The assignment: Consider the series of complex numbers
$\sum^{\infty}_{k=1} r^k \big(cos(v)+i\space sin(v)\big)^k\space with\space r \in [0,1[$
(a) Show that the series is a convergent geometric series and calculate its sum
(b) Show that the series can be expressed as $\sum^{\infty}_{k=1} r^k \big(cos(kv)+i\space sin(kv)\big)$
(c) Find expressions for the two series of real numbers,
$\sum^{\infty}_{k=1} r^k \big(cos(kv)\big)$ & $\sum^{\infty}_{k=1} r^k \big(sin(kv)\big)$
My (attempt at) solution:
(a) Showing that it's a geometric series is easy enough, simply recognizing that $cos(v)+i\space sin(v)=e^{iv}$ and thus $\sum^{\infty}_{k=1}r^k \big( e^{iv} \big)^k=\sum^{\infty}_{k=1}(re^{iv})^k=\sum^{\infty}_{k=1}z^k$.
That $|r|<1$ is given, and $|cos(v)+i\space sin(v)|<1$ is also simple to show. Thus the series converges to $\frac{re^{iv}}{1-re^{iv}}$.
However; the assignment also asks me to reduce this to the neat formula $a+ib$. And I'm not sure how to reduce it, when I tried, I simply ended up making it even wierder. I would very much like some help on rewriting this complex number "$\frac{re^{iv}}{1-re^{iv}}$".

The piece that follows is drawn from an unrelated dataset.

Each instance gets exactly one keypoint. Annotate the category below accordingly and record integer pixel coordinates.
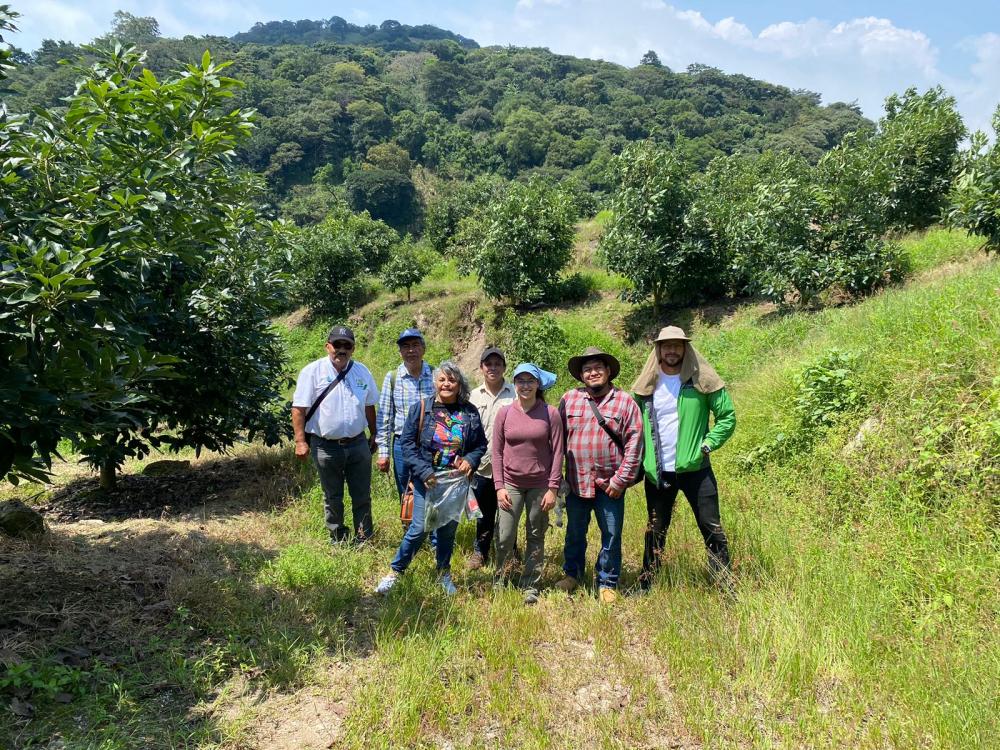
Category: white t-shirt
(668, 389)
(342, 412)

(b) That $e^{ikv}=cos(kv)+isin(kv)$ follows from de Moivre's formula.
(c) I'm a little unsure what the assignment wants here. Is it simply that
$\sum_{k=1}^{\infty}r^k\space cos(kv)=\sum_{k=1}^{\infty} r^k \space \frac{1}{2}\big(e^{ikv}+e^{-ikv}\big)$
and similarly for sine?
Thanks for reading
We can write directly, as you already said:
$$\sum_{k=1}^\infty r^k(\cos v+i\sin v)^k=\sum_{k=1}^\infty z^k\;,\;\;\text{with}\;\;z=r(\cos v+i\sin v)=re^{iv}$$
Thus, since $\;|z|=r<1\;$ , by the well known formula we get
$$\sum_{k=1}^\infty z^k=\frac z{1-z}=\frac{re^{iv}}{1-re^{iv}}=\frac{re^{iv}}{1-r\cos v-ir\sin v}=\frac{r(\cos v+i\sin v)(1-r\cos v+ir\sin v)}{1-2r\cos v+r^2}=$$
$$=\frac{r(\cos v-r\cos^2v-r\sin^2v+(r\cos v\sin v+\sin v-r\cos v\sin v)i}{1-2r\cos v+r^2}=\frac{r(\cos v-r+i\sin v)}{1-2r\cos v+r^2}$$
and thus the sum of the series, in cartesian form, is
$$r\frac{\cos v-r}{1-2r\cos v+r^2}+r\frac{\sin v}{1-2r\cos v+r^2}\,i$$
Part (c) follows at once from the above.